The speed at which XML was adopted across the business sector was stunning. My first indication of the XML phenomenon came when I was teaching a seminar on maximizing the potential of Dreamweaver 3 at the Seybold conference in Boston. Trying to gauge the audience’s level of expertise, I asked how many people had used Dreamweaver before. All but two or three raised their hands. When I asked how many people were familiar with Cascading Style Sheets, only about 1/3 responded. “How many people here use XML in their business?,” I asked next. Three-quarters of the audience— an audience of Web developers, mind you—shot up their hands. Clearly, XML was a technology about to explode.

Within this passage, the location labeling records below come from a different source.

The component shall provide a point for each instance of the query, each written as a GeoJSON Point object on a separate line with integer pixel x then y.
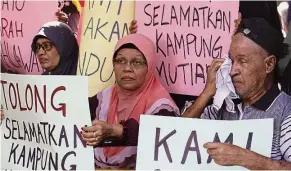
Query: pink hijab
{"type": "Point", "coordinates": [131, 104]}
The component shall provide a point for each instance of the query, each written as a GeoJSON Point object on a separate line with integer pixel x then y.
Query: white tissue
{"type": "Point", "coordinates": [224, 88]}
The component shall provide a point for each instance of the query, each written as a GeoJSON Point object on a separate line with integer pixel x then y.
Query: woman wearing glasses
{"type": "Point", "coordinates": [56, 48]}
{"type": "Point", "coordinates": [116, 110]}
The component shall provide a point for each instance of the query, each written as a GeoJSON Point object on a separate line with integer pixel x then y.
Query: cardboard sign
{"type": "Point", "coordinates": [170, 143]}
{"type": "Point", "coordinates": [43, 118]}
{"type": "Point", "coordinates": [20, 21]}
{"type": "Point", "coordinates": [188, 36]}
{"type": "Point", "coordinates": [104, 23]}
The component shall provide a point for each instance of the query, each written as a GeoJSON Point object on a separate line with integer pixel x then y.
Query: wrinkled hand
{"type": "Point", "coordinates": [133, 27]}
{"type": "Point", "coordinates": [210, 87]}
{"type": "Point", "coordinates": [226, 154]}
{"type": "Point", "coordinates": [94, 134]}
{"type": "Point", "coordinates": [62, 17]}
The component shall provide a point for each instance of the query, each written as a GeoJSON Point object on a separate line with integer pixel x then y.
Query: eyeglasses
{"type": "Point", "coordinates": [134, 63]}
{"type": "Point", "coordinates": [45, 46]}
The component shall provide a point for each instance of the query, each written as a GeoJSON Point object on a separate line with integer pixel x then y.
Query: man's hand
{"type": "Point", "coordinates": [62, 17]}
{"type": "Point", "coordinates": [226, 154]}
{"type": "Point", "coordinates": [210, 87]}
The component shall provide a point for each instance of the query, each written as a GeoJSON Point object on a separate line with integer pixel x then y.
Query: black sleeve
{"type": "Point", "coordinates": [93, 104]}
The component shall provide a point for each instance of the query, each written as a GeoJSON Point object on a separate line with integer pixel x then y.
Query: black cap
{"type": "Point", "coordinates": [263, 34]}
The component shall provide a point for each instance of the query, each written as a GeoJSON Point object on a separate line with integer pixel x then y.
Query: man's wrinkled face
{"type": "Point", "coordinates": [250, 65]}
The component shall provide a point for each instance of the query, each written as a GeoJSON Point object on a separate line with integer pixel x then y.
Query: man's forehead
{"type": "Point", "coordinates": [241, 45]}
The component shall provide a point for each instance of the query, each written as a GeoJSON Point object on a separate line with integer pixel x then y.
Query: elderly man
{"type": "Point", "coordinates": [254, 51]}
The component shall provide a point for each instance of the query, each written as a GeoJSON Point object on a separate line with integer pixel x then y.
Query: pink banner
{"type": "Point", "coordinates": [20, 21]}
{"type": "Point", "coordinates": [188, 36]}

Dreamweaver has long maintained—since version 3, in fact—a strong XML connection. Importing and exporting of the well-formed XML file is only a menu option away. Of course, Dreamweaver assumes you know how to format the XML file properly for importing and how to make the most of exported data. Don’t worry if you don’t know how to do these things; those topics are part of what will be covered in this chapter.

The standard Dreamweaver XML features are powerful ones, but really only serve as a foundation for what is possible. In this chapter, you’ll see how to automate the production of Web pages from XML data. We’ll also explore techniques for structuring XML data as content, ready for import into a Dreamweaver template. Finally, we’ll look at how to extract the content from a document derived from a template and how to store the information in a data source.